Cases in which personal names have been held to constitute unregistered trademark rights involve individuals, generally founders of businesses, in which they are identified as the alter egos and driving forces behind the companies. The Panel cites as examples of alter egos and driving forces Roland Mouret v. Domains by Proxy, Inc. and Sonia Long, D2009-1435 (WIPO December 10, 2009) (Complainant had trademark rights in his personal name, which he used in connection with his fashion design business); Kotak Mahindra Bank Limited v. Richard Brown, D2008-0243 (WIPO April 9, 2008) (Complainant had developed trademark rights in his name through being a well-known business man and chairman of a bank).
Law office partners are not in the same category. The Panel explains why the record in this case does not support a common law trademark right. The first branch of proof is evidence that complainants’ names are source indicators:
The record before the Panel suggests that Complainant[s] [are] highly respected, prominent lawyer[s] who [are] partner[s] with a major law firm. There is insufficient evidence here that Complainant[s] market or provide services independently of the Proskauer law firm. Rather, it appears that the Proskauer firm is the platform on which Complainant[s] provide [their] legal services.
The second branch of proof is evidence that complainants have spent money advertising themselves:
Nor is there any evidence of record that Complainant has spent money advertising his name apart from the Proskauer firm, or billed clients in his own name.

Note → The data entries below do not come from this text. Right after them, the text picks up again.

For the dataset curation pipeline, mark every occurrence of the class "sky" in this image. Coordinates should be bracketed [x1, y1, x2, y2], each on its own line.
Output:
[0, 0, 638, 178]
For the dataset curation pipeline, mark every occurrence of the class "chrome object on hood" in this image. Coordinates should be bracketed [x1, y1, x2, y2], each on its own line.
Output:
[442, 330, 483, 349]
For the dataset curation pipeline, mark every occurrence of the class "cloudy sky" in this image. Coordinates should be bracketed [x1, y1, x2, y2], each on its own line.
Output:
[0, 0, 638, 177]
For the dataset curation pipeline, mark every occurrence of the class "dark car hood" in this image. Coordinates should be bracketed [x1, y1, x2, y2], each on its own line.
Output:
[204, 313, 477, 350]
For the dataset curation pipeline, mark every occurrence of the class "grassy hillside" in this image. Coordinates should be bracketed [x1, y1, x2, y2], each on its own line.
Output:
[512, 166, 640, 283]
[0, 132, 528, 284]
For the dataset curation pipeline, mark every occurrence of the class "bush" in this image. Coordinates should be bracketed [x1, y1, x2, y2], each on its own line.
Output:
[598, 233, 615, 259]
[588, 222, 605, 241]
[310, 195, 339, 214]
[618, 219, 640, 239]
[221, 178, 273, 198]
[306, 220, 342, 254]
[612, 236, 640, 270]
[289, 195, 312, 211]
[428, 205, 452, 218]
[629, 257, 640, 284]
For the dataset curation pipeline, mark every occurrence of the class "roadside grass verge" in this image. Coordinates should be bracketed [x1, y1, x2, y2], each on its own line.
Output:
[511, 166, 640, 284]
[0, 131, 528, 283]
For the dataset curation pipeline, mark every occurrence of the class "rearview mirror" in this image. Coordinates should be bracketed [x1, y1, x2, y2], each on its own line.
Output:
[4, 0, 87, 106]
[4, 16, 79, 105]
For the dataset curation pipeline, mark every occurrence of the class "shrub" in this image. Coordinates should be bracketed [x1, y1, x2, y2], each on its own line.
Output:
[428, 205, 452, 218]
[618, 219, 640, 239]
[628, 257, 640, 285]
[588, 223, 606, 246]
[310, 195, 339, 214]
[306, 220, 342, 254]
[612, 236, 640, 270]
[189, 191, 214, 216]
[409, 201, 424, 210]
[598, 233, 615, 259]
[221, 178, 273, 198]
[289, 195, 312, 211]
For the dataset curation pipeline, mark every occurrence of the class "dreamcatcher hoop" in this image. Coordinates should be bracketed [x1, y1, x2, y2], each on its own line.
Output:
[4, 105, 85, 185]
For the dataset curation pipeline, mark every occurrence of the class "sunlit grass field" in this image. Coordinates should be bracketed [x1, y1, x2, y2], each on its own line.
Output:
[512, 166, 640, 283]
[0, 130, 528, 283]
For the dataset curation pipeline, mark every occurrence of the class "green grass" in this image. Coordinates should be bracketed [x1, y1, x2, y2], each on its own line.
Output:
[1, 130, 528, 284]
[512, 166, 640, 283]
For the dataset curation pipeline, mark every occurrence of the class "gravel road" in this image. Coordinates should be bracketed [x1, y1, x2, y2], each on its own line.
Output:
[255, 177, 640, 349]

there is no evidence in the record that the legal community regards Complainant as the driving force behind, or alter ego of, the Proskauer firm.

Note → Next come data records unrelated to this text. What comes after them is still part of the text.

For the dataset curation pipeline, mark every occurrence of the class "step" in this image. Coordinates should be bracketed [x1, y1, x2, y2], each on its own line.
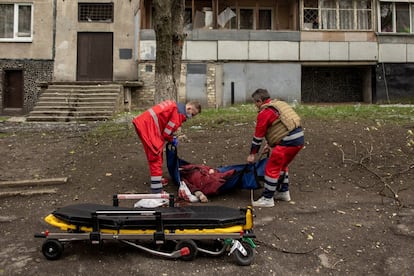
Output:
[32, 106, 114, 111]
[34, 101, 116, 107]
[36, 98, 118, 104]
[47, 85, 122, 90]
[26, 116, 112, 122]
[28, 83, 122, 122]
[39, 93, 119, 99]
[29, 110, 113, 115]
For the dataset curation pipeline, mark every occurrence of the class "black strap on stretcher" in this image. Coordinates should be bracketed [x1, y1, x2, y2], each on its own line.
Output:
[90, 210, 165, 244]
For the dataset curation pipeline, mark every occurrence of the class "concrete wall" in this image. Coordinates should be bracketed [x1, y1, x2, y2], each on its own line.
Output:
[0, 0, 54, 59]
[0, 0, 54, 114]
[377, 35, 414, 63]
[300, 41, 378, 61]
[54, 0, 139, 81]
[140, 30, 383, 63]
[222, 63, 301, 106]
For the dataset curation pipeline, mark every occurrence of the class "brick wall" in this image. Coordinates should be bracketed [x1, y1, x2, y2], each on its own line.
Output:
[206, 62, 216, 107]
[134, 61, 217, 110]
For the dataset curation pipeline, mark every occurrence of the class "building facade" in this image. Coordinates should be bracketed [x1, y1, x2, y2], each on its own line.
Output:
[138, 0, 414, 107]
[0, 0, 141, 115]
[1, 0, 413, 115]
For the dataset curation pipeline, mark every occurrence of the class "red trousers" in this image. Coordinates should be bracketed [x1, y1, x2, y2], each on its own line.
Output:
[265, 145, 303, 181]
[134, 124, 163, 177]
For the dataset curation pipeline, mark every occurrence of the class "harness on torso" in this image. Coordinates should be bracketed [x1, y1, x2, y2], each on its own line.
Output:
[261, 100, 301, 147]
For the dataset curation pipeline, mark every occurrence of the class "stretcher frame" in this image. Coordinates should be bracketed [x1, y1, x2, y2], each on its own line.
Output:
[34, 194, 256, 265]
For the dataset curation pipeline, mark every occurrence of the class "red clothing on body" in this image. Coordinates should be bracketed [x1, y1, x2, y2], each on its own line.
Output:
[133, 100, 187, 177]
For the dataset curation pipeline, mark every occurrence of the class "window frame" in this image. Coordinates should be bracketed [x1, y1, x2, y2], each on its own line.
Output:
[303, 0, 373, 31]
[258, 8, 273, 30]
[238, 7, 255, 30]
[78, 3, 114, 23]
[378, 1, 414, 33]
[0, 3, 33, 42]
[226, 6, 272, 30]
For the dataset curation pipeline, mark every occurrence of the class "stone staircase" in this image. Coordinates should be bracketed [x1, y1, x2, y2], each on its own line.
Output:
[27, 84, 123, 122]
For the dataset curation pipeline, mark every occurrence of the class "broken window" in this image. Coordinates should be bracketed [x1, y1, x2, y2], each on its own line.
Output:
[380, 1, 413, 33]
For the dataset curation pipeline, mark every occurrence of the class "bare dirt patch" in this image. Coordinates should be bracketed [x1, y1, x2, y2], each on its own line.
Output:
[0, 117, 413, 275]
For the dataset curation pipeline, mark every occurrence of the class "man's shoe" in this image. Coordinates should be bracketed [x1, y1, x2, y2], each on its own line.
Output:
[252, 196, 274, 207]
[274, 191, 291, 202]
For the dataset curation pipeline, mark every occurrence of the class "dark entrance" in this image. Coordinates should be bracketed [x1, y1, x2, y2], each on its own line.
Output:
[77, 32, 113, 81]
[3, 70, 24, 113]
[302, 67, 366, 103]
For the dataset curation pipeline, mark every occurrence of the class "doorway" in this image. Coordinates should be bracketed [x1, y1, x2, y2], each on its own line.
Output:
[77, 32, 113, 81]
[3, 70, 24, 114]
[186, 64, 208, 106]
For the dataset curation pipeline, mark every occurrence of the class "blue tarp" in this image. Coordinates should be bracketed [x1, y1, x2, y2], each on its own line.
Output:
[166, 143, 267, 192]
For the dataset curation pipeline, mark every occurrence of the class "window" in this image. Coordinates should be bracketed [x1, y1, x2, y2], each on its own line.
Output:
[184, 8, 192, 30]
[222, 7, 271, 30]
[258, 9, 272, 30]
[78, 3, 114, 22]
[303, 0, 372, 30]
[0, 3, 33, 42]
[239, 9, 254, 29]
[184, 5, 272, 30]
[304, 0, 319, 29]
[380, 1, 413, 33]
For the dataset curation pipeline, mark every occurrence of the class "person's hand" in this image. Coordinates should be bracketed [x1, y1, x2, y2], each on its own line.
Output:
[247, 154, 255, 164]
[172, 136, 178, 147]
[263, 144, 270, 153]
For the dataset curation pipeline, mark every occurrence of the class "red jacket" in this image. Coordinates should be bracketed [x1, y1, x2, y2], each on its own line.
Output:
[133, 100, 187, 154]
[250, 99, 304, 154]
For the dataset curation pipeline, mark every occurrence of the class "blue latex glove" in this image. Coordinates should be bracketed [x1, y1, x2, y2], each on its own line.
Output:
[172, 136, 178, 147]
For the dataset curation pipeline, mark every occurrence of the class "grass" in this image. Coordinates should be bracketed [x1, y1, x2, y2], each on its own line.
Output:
[297, 104, 414, 123]
[89, 103, 413, 136]
[185, 103, 414, 127]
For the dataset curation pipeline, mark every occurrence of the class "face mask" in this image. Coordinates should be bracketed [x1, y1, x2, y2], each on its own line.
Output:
[186, 112, 192, 119]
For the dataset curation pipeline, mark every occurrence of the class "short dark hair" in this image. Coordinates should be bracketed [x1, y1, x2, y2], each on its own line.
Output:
[251, 88, 270, 102]
[188, 101, 201, 114]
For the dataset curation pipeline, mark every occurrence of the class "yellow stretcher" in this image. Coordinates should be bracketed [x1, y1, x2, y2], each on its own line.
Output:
[34, 194, 256, 266]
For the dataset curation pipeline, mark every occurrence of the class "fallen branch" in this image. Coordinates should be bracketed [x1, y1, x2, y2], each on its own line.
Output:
[0, 177, 68, 188]
[0, 188, 58, 198]
[255, 236, 318, 255]
[337, 145, 403, 207]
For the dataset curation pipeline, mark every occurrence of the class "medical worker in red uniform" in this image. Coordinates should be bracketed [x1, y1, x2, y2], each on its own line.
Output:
[132, 100, 201, 207]
[247, 89, 304, 207]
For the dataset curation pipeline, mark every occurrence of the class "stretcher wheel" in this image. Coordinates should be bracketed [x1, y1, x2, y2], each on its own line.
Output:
[233, 241, 254, 266]
[42, 239, 64, 260]
[175, 240, 198, 261]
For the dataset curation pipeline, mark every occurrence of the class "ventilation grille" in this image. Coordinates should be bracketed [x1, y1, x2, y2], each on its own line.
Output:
[78, 3, 114, 22]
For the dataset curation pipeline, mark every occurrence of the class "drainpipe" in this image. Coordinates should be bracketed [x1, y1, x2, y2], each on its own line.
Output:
[134, 0, 142, 80]
[52, 0, 57, 60]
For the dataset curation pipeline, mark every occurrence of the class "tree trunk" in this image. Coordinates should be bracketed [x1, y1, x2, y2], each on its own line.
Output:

It has long been held that the question of parsing speech should be left to a court of law. See, for example, Mayflower Transit, LLC v. Dr. Brett Prince (CV 005354, D.NJ., March 30, 2004) (although defendant’s use of plaintiff’s service mark in domains of noncommercial web sites critical of plaintiff does not violate the ACPA as this is a “bona fide noncommercial” use of the mark which defendant had reasonable grounds to believe was lawful, defendant may nevertheless be exposed to liability for defamation if his statements are actionable).